In discesa, per evitare un sasso in mezzo alla strada, sbanda e colpisce la roccia a bordo strada. Forcella rotta. Si fa 6km a piedi e raggiunge Valloire. Il regolamento è però cambiato, quindi si fa prestare la bici dal parroco del paese e riprende la corsa. Sulla bici del prete scala il Telegraphe, poi a St. Jean de Maurienne cambia ancora bici e arriva al traguardo con 3h30′ di ritardo. È sceso al 10° posto.
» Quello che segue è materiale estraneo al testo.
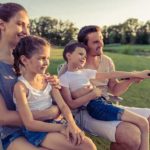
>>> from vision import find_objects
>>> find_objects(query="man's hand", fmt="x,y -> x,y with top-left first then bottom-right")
130,77 -> 144,83
45,74 -> 61,89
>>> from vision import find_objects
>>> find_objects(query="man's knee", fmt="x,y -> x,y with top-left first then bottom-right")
116,122 -> 141,150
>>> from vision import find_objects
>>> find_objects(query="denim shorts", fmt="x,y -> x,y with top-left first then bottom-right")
1,130 -> 24,150
2,120 -> 63,150
22,120 -> 62,147
86,97 -> 124,121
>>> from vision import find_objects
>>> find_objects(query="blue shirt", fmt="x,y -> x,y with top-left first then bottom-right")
0,61 -> 20,139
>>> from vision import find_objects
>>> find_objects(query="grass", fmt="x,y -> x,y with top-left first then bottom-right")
49,49 -> 150,150
104,44 -> 150,56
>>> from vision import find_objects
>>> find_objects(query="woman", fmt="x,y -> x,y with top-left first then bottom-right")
0,3 -> 94,150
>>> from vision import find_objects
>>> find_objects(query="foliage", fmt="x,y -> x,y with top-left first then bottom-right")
30,17 -> 78,46
102,18 -> 150,44
104,44 -> 150,56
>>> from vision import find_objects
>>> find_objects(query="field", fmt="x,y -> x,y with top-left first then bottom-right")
104,44 -> 150,56
49,49 -> 150,150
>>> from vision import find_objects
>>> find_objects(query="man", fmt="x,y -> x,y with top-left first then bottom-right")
61,26 -> 150,150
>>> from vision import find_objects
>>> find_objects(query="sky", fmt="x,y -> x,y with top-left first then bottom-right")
0,0 -> 150,28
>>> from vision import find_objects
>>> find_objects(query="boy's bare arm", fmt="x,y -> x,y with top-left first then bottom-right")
71,85 -> 93,99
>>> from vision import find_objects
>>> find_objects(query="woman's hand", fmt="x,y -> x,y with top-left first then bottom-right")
67,124 -> 85,145
45,74 -> 61,89
60,124 -> 85,145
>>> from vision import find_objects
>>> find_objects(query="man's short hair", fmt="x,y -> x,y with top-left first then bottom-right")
63,41 -> 88,62
78,25 -> 101,45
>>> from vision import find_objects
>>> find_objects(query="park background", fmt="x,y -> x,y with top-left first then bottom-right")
0,0 -> 150,150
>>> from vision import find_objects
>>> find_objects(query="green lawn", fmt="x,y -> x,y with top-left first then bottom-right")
49,49 -> 150,150
104,44 -> 150,56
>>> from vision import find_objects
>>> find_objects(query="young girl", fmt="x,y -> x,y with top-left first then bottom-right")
60,42 -> 150,150
0,3 -> 51,150
13,36 -> 96,150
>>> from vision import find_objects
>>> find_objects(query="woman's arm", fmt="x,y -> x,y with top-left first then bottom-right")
0,95 -> 22,126
0,95 -> 59,126
14,82 -> 64,132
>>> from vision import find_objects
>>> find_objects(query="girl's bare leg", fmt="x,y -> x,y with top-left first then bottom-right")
7,137 -> 48,150
121,110 -> 149,150
41,132 -> 96,150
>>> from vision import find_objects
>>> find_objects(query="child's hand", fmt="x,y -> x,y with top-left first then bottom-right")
67,124 -> 85,145
133,70 -> 150,79
92,87 -> 102,98
45,74 -> 61,89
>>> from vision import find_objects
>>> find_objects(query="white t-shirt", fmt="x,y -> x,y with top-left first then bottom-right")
13,76 -> 52,110
59,69 -> 97,92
A Parigi terminerà 8° a 3h25′ da Firmin Lambot, il quale vince il suo secondo Tour de France a 36 anni, che ne fa a tutt’oggi il più vecchio vincitore del Tour.

 

Il settimanale Miroir des Sports alla fine del Tour compra i diritti per la pubblicazione delle memorie di Christophe, che saranno pubblicate nei 6 mesi seguenti.

Christophe si ritira quindi dalle competizioni su strada, ma continua a correre in ciclocross e a qualche corsa per promuovere la propria marca di biciclette, la “Christophe”. Eugene però è separato dalla seconda moglie all’epoca e sta finalizzando il divorzio, ma questa fa congelare il conto bancario di Christophe per i dissidi intervenuti tra i due. Questo getta Christophe in forti difficoltà finanziarie e pertanto vende la propria marca di bici alla Automoto e si rimette a correre a 40 anni, per la JB Louvet.

Ormai non è più competitivo rispetto i dominanti Bottecchia, Aimo, Buysse e Frantz, la generazione eroica, ma nel 1925 finisce comunque 18° il Tour. Quell’anno viene istituito il premio di miglior scalatore, vinto da Bottecchia.

Christophe sull’Aubisque nel 1925

Nel 1926 non gli viene rinnovato il contratto e cosi corre sotto i colori della Christophe-Automoto. All’epoca un giornalista di Miroir des Sports scriverà di lui: “A Christophe per correre non restano che due cose: il suo coraggio e la sua devozione”. Vince una gara in linea, il circuito del Bourbonnais, il 6 marzo 1926 e poi si ritira definitivamente.

Ciclista in pensione si sposa per la terza volta con un’insegnante di musica. Viene assunto come postino a Malakoff, alle porte di Parigi e poi nel 1946 diventa amministratore della Zéfal, un’azienda ancora attiva oggi nella fabbricazione di accessori da bici. All’epoca produceva anche dei componenti marchiati Christophe, come i famosi cinghietti per i pedali. Nel tempo libero si dedicava al cicloturismo ed alle randonnée. All’età di 73 anni realizzò il suo ultimo brevetto, di 200km.

Targa a Malakoff

Nel 1965 ricevette a fine Tour dalle mani di Jacques Anquetil la medaglia d’oro del Tour de France.

Christophe morì il 1 febbraio 1970.

Nel 2002 l’UCI lo ha inserito nella Hall of Fame del ciclismo (che conta 44 membri).

A Malakoff, dove risiedette tutta la vita c’è una piazza col suo nome, così come a Sainte Marie de Campan, dove si trovava la forgia in cui riparò la (prima) forcella rotta durante il Tour.

Targa commemorativa a Sainte Marie de Campan, in occasione del centenario del Tour

Henri Desgrange di lui scrisse: “Nella vita, davanti gli ostacoli, fate come Christophe: vogliate vincerli”.

Eugene Christophe: “Non si abbandona mai un lavoro che si è cominciato, non importa il motivo“.

Negli anni ’60

 

Un video in cui è presente una lunga intervista a Christophe anziano:

 

Commenti

  1. Racconto stupendo
    Non solo storia di figure meno note, non solo insegnamento alla tenacia e alla correttezza (Non si abbandona mai un lavoro che si è cominciato, non importa il motivo“), ma lo sento intriso anche di poesia, la triste poesia del soffrire per arrivare comunque in fondo, la filosofia di vita che troppo spesso manca oggi.
    Al di là di tifare contro la sfortuna, leggendo la storia, si partecipa soprattutto di quello che può essere stata la psicologia e il sentimento di vita di simili personaggi, e parliamo di ca. 100 anni fa!
    Bellissimo, grazie.
    Forse già lo dissi da qualche parte, o lo lessi detto da altri: non si può fare un libro di questi racconti così trascinanti?